How to accumulate gold gradually without a lump-sum purchase — and the trade-offs that come with it

Definition

Gold savings — ออมทอง in Thai — is a service where you deposit a fixed amount on a regular schedule (typically monthly) and a provider buys gold on your behalf at the prevailing price that day. The gold accumulates in your account over time. You can either redeem the balance as a physical gold bar once you've crossed a minimum weight threshold, or withdraw the cash value at the published buy-back reference price. Gold savings suit anyone who wants to accumulate gold over time without the ฿62,000-ish lump sum required to buy 1 baht in one go (May 2025 reference).

How it works

You open a gold savings account with a provider, set a monthly contribution amount (commonly starting at ฿100–฿1,000 depending on the provider), and the system auto-debits from your bank each month and buys gold at that day's price.

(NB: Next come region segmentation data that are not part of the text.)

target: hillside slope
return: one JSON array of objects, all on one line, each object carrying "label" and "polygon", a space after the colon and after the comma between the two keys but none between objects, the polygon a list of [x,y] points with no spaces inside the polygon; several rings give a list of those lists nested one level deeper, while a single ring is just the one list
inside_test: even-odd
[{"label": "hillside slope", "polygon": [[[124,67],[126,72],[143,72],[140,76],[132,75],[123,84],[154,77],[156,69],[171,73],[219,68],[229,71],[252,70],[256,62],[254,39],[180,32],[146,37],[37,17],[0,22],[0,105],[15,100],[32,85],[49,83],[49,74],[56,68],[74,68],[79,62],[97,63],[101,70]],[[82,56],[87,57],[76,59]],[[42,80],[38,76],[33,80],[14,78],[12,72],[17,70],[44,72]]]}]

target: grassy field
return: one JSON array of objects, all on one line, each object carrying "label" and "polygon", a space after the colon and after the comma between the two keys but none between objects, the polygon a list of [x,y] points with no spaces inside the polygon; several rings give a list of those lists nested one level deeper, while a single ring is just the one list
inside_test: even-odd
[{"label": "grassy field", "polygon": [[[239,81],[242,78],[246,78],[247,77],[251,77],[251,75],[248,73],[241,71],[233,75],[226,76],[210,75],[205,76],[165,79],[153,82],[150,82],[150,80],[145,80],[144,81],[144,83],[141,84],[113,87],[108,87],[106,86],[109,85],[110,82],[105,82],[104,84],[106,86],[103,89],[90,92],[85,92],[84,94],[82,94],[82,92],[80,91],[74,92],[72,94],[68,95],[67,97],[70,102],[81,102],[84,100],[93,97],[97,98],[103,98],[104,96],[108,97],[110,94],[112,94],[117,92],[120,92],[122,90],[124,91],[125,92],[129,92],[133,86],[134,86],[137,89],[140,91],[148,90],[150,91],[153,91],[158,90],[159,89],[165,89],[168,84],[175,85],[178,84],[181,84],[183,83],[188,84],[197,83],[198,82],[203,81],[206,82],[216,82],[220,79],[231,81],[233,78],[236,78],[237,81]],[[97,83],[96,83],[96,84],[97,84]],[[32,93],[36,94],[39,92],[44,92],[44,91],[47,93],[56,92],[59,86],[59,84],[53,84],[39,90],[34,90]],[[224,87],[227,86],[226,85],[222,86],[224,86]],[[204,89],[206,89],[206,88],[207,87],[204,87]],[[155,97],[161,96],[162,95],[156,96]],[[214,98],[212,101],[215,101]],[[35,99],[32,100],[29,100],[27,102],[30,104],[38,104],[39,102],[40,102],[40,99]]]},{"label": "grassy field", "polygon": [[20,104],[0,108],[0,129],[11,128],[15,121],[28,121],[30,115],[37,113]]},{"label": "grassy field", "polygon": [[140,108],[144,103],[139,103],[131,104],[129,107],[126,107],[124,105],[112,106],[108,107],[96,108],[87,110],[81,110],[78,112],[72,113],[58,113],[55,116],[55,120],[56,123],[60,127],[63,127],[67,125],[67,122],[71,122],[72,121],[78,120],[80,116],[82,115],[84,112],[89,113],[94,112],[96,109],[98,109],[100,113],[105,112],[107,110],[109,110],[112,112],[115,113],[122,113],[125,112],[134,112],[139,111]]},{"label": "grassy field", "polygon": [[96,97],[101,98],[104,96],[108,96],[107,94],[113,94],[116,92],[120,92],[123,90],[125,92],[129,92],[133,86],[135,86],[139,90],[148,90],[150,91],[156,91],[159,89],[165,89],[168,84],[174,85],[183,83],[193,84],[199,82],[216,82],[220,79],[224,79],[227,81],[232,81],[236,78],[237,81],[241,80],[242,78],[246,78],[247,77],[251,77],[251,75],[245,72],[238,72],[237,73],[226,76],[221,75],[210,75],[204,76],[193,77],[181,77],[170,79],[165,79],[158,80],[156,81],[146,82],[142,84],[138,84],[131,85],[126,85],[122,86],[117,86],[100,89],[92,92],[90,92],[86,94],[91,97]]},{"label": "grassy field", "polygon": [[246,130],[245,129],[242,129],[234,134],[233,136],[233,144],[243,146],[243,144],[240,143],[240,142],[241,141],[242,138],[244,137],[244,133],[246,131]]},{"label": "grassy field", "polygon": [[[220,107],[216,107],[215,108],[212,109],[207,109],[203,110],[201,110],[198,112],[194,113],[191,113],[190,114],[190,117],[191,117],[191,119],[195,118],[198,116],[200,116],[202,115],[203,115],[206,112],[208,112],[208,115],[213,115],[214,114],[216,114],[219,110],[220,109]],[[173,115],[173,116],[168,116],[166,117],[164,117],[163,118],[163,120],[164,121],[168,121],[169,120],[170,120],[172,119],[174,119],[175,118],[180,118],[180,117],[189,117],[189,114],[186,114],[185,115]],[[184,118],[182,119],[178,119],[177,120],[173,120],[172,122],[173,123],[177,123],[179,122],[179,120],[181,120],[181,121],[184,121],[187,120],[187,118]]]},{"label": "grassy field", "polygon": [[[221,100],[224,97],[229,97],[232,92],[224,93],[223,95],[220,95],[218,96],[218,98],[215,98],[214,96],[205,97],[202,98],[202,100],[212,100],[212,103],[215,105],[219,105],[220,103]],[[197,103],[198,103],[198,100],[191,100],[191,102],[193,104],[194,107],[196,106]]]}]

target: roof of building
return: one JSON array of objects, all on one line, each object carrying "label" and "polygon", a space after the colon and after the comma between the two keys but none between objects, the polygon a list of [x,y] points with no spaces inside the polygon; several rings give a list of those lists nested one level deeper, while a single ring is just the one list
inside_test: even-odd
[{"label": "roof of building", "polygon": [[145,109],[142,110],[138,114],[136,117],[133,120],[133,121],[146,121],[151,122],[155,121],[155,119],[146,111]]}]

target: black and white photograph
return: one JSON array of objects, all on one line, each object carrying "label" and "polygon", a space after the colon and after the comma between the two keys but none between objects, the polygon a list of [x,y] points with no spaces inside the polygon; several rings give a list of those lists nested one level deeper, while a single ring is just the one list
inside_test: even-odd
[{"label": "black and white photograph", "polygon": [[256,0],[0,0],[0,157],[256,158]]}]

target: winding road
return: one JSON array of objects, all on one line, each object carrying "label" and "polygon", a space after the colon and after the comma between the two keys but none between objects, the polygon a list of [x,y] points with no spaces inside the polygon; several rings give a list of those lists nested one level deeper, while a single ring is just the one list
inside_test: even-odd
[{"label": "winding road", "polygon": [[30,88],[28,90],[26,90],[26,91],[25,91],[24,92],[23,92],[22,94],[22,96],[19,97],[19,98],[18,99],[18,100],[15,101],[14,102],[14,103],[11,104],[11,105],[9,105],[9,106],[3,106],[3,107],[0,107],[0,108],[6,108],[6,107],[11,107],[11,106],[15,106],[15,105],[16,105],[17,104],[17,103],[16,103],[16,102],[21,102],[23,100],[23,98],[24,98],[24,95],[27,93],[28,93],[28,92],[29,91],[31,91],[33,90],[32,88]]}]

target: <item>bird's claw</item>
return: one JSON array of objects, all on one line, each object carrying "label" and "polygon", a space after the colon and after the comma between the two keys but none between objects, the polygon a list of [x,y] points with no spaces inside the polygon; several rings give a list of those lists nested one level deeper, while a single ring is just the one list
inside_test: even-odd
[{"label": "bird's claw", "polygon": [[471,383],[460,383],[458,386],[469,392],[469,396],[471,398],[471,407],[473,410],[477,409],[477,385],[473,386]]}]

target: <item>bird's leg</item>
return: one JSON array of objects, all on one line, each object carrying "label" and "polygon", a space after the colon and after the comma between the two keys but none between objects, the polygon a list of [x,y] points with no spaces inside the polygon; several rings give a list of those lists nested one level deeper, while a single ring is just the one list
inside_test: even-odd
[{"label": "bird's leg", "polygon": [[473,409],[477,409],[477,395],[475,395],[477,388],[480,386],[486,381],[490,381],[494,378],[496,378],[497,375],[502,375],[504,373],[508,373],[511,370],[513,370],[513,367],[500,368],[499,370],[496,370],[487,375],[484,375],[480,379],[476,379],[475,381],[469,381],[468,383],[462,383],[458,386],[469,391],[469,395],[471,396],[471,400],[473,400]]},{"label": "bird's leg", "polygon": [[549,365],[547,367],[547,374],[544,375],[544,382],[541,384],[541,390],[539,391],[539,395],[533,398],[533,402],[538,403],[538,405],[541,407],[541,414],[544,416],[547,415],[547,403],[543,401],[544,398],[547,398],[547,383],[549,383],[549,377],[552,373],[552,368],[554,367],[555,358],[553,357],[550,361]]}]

The accumulated gold is recorded as grams or baht in your account — it isn't physically delivered until you've reached the minimum redemption threshold. Withdrawal minimums vary: some providers let you redeem at 1 saleung (¼ baht), others require 1 baht or more before physical bars are issued.

Major Thai providers

The main gold savings providers in Thailand include Hua Seng Heng — the original, with both physical branches and an app, low accumulation minimums; Aurora — competitive fees and a streamlined online experience; Mae Thong Suk — focused on long-term savers with nationwide branches; Pao Tang (Krungthai Gold) — runs inside the Krungthai bank's e-wallet, no separate account needed, ฿100 minimum; Classic Gold and MTS Gold — geared toward customers who want both trading and savings. All providers reference the publicly published reference price; the differentiation is in fee structure and minimum withdrawal thresholds.

Fees and minimums

Gold savings fees come in several forms. Some providers charge a flat monthly service fee of ฿20–฿50. Others embed the fee in the buy-sell spread — the price they execute trades at is ฿50–฿150 per baht above the published reference rate. When you redeem physical bars, expect an additional ฿200–฿500 in shaping and delivery fees depending on the size. Compare total cost of ownership before choosing — the provider with the lowest visible fee may not be the cheapest overall if their minimum withdrawal threshold locks your capital for longer.

Pros and cons

Pros — you can start with very little capital, automatically dollar-cost-average across price swings, avoid storing physical gold at home, and pay no workmanship fee unlike with jewelry. Cons worth weighing — counterparty risk: if the provider fails, your deposited funds may be at risk; cumulative fees over 5–10 years can add up to more than expected if you don't read the contract closely; redeeming physical gold requires hitting the minimum threshold, which can take months to years; not ideal if you might need the cash on short notice.

Compared to jewelry

If your goal is saving with gold rather than wearing it, gold savings beats jewelry almost every time — there's no workmanship fee lost on resale. Some providers do charge fees, but those are typically a small fraction of the ฿800/baht workmanship loss baked into jewelry. For buyers who want gold for both wearing and saving, the sensible split is: jewelry for what you'll actually wear or gift, gold savings (or bar gold) for the accumulation portfolio. That reduces total cost of ownership compared to using jewelry for everything.